When meeting and analyzing a new practice for medical billing services, this is one of the first questions
we most often address and approach with a two-tier process, improving cash flow
along with patient relations and awareness. These tips and guidelines will
assist you in ensuring you are maximizing the potential return on your practice
management system.
One of the first things you want to make sure is that charges are submitted
electronically on a daily basis and balanced with the payor or clearing house.
Rejected claims that do not pass the various edits should be turned around
in 24 hours and promptly resubmitted the next day.
Intake employees must make sure to capture all correct patient demographic
information and scan insurance cards into the system. Once a card is scanned
into the system, it is easy for the practice management system account representative
or your employee to immediately correct a claim if it is rejected for a typographical
error or omission.
Another important practice management tool is automatic verification of insurance
benefits before the patients appointment. This will enable your employee,
and/or your practice management system account representative, to immediately
identify patients that may have changed carriers, have pre-existing exclusions,
or have large deductibles. Internal medicine and pediatrics also find it extremely
helpful when determining if the patient has coverage. A patient (or
the responsible party) is better prepared to make payment when they know, in
advance, exactly what their insurance will pay as well as their approximate
financial responsibility.
Another strong cash generator is to call the patients attention to
any patient balance owed or balances exceeding 90 days when the patient schedules
an appointment or visits the office/facility. Patients can also be advised
of deductibles and coinsurance amounts at this time.

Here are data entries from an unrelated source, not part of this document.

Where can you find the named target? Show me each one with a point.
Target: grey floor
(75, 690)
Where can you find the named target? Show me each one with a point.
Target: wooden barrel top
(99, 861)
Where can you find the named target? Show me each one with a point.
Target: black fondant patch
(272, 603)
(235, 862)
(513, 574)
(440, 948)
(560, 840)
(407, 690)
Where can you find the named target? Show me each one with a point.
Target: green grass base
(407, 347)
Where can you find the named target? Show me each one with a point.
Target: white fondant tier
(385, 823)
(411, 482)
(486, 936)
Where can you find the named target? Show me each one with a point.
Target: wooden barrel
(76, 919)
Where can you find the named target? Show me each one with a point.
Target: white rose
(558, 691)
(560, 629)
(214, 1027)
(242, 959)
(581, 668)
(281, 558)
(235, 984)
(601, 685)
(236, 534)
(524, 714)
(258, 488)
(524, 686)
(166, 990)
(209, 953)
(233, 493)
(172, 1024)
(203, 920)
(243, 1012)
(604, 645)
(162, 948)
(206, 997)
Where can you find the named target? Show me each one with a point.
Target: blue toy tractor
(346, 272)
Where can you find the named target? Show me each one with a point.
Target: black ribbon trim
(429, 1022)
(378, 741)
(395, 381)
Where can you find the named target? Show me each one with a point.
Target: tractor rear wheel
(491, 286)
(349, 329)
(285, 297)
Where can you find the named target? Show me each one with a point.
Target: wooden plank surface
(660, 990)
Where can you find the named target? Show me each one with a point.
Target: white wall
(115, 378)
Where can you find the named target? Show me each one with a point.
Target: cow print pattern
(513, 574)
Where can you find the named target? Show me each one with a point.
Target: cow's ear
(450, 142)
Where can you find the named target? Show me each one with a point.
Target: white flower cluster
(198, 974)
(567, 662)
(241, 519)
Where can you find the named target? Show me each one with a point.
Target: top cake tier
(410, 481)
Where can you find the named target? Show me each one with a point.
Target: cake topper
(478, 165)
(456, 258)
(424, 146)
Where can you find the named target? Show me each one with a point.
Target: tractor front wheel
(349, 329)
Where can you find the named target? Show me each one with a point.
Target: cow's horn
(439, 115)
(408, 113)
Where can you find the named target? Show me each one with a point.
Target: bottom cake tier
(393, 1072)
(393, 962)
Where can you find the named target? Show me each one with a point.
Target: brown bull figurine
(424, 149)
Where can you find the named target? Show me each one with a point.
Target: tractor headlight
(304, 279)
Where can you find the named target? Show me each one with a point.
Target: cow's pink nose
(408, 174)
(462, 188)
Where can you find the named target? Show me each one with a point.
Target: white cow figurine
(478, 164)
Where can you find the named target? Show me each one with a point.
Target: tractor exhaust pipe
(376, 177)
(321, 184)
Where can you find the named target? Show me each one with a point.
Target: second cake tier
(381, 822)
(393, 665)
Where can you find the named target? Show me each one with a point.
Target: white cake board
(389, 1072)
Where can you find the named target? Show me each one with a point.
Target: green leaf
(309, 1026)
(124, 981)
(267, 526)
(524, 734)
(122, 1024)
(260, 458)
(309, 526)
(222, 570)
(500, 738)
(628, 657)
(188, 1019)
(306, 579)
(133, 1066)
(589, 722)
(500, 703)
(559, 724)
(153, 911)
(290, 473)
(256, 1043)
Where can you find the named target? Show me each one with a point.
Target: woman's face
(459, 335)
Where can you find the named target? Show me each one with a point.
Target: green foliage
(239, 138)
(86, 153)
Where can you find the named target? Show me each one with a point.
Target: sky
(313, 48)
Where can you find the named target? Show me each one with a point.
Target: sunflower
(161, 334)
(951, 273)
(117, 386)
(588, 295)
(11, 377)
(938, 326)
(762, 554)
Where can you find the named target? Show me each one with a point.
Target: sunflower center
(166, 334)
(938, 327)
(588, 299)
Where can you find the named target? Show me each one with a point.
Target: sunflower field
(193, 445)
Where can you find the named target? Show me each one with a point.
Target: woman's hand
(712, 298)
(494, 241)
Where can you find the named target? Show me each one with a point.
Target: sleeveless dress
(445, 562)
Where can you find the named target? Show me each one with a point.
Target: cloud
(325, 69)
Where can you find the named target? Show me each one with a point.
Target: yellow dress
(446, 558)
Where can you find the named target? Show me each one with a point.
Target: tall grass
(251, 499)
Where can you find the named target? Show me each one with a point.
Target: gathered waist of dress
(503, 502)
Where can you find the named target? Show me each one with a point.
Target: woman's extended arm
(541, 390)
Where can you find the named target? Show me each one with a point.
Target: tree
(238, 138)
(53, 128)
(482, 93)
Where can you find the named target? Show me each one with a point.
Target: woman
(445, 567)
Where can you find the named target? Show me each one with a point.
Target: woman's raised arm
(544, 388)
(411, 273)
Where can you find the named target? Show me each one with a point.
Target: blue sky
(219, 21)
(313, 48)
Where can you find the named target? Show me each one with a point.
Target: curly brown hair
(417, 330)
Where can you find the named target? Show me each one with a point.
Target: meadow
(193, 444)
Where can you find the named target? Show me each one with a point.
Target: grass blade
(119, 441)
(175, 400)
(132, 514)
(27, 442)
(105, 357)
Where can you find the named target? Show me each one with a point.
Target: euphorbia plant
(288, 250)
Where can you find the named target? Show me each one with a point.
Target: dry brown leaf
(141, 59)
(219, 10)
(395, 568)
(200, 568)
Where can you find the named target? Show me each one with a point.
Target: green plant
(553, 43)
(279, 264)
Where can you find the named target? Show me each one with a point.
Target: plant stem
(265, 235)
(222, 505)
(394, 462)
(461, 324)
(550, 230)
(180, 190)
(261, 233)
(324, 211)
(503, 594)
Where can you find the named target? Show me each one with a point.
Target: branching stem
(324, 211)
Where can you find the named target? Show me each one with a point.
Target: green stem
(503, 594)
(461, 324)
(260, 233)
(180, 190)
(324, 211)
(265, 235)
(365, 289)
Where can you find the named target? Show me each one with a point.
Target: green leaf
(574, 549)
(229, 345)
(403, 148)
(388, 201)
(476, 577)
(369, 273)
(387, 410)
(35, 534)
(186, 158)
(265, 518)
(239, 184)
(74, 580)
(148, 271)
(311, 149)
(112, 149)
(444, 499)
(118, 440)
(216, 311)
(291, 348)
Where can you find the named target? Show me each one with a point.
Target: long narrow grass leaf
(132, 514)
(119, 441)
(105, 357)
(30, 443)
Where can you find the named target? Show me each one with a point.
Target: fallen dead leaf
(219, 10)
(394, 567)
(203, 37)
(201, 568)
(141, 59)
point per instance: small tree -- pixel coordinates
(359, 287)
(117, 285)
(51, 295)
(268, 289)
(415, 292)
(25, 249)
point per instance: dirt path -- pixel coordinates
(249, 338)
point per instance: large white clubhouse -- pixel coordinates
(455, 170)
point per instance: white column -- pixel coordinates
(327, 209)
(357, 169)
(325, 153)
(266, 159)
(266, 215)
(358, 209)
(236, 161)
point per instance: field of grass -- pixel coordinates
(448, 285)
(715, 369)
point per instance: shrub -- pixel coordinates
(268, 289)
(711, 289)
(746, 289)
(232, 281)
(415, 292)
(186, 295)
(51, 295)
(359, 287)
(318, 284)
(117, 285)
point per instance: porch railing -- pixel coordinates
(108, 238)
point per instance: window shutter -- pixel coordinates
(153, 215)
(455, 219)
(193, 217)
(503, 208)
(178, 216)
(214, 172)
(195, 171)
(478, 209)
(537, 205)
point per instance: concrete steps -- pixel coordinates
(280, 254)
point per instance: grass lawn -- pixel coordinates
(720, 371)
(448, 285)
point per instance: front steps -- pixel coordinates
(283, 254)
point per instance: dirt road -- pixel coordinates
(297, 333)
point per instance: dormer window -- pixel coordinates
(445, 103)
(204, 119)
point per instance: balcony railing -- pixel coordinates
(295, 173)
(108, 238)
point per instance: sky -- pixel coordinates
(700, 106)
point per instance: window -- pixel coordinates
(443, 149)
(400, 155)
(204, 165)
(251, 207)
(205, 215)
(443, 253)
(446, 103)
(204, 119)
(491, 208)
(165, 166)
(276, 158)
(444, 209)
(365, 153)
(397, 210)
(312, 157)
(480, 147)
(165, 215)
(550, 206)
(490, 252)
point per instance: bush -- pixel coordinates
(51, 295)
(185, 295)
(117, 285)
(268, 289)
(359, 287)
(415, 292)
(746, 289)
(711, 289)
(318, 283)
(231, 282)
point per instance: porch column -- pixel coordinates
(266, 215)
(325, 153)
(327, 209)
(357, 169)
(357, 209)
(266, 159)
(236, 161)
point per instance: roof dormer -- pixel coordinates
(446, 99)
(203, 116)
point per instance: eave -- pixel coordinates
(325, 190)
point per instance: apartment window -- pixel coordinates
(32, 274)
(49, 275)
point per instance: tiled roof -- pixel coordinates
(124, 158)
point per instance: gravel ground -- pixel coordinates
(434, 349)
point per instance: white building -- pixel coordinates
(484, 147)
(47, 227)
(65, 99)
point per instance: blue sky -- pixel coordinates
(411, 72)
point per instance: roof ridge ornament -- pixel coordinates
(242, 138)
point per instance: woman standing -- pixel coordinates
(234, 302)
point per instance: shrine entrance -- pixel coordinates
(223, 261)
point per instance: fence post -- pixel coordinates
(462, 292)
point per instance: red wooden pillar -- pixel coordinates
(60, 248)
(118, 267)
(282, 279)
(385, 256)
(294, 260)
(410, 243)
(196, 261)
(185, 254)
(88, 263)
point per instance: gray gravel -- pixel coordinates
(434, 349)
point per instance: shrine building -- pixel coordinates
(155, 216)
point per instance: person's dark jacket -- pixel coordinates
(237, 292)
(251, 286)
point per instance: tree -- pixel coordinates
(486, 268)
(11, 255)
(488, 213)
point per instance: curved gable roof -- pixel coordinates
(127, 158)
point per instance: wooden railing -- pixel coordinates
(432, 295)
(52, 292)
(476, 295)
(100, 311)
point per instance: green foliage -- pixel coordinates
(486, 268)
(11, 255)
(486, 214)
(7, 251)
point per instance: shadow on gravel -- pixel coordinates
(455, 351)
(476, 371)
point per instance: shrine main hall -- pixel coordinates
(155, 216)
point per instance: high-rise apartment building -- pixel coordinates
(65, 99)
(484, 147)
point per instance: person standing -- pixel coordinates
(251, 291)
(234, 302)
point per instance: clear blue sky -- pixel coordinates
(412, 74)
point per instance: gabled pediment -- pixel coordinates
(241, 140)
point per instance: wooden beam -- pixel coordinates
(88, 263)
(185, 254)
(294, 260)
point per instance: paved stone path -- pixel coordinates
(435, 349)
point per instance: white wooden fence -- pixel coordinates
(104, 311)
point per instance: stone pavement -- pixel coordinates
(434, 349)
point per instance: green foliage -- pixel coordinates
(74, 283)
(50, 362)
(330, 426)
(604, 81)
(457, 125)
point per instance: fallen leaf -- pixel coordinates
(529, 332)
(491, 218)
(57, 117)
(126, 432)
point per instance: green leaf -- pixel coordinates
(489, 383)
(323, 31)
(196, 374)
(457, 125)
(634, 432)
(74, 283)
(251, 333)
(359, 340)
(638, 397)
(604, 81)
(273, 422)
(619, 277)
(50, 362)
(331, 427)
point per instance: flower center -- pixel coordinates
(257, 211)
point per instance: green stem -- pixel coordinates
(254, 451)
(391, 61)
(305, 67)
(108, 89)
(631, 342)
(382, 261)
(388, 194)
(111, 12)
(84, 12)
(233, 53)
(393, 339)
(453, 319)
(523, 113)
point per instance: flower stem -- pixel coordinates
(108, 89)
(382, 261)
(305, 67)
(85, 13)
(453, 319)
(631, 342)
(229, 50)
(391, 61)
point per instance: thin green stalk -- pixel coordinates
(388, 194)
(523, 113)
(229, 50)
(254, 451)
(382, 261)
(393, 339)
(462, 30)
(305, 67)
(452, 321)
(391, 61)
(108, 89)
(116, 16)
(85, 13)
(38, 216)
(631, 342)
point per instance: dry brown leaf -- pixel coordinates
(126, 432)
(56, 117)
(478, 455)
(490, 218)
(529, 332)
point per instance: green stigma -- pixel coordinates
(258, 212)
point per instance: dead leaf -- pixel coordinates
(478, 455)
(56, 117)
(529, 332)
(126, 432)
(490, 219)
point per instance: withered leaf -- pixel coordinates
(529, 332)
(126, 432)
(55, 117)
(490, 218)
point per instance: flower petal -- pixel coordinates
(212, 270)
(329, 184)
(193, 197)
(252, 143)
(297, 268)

Your medical billing practice management process should also include a step
to inform the patient when a rebill to their insurance carrier occurs in the
event payment
is not received from the insurance carrier. For example, a patient letter can
be sent that states who was billed, service date(s) still outstanding, and
instructions to contact the practice management client services representative
or the plan benefit administrator so that the amount does not become a patient
responsibility. You will be amazed at the number of calls this generates, and
in the majority of cases, you may find that claims were originally rejected
because of simple issues such as missing information from the patient or responsible
party! Even though the patient receives an explanation of benefits, implementing
this checks and balances step will increase cash flow while
further fostering positive patient relations.
Practices should also have four medical billing statement cycles each month.
For example, if insurance is billed on the first Wednesday of the month, then
the patients
secondary insurance may be billed the next day. If the patient does not have
secondary insurance, then a statement should be generated on Friday of that
same week for the patient portion. Too many practices send statements just
once a month. Practices generating patient statements the same week payment
is received can substantially increase cash flow from their medical billing
process.
Lastly, offering medical billing payment options such as credit cards and online payment capability
also assists with increasing cash flow. When patients can view their statements
online and immediately pay, it benefits every one.
Implement these simple steps and watch your practice grow. These simple steps
go a long way towards improving not only cash flow, but improved patient relations.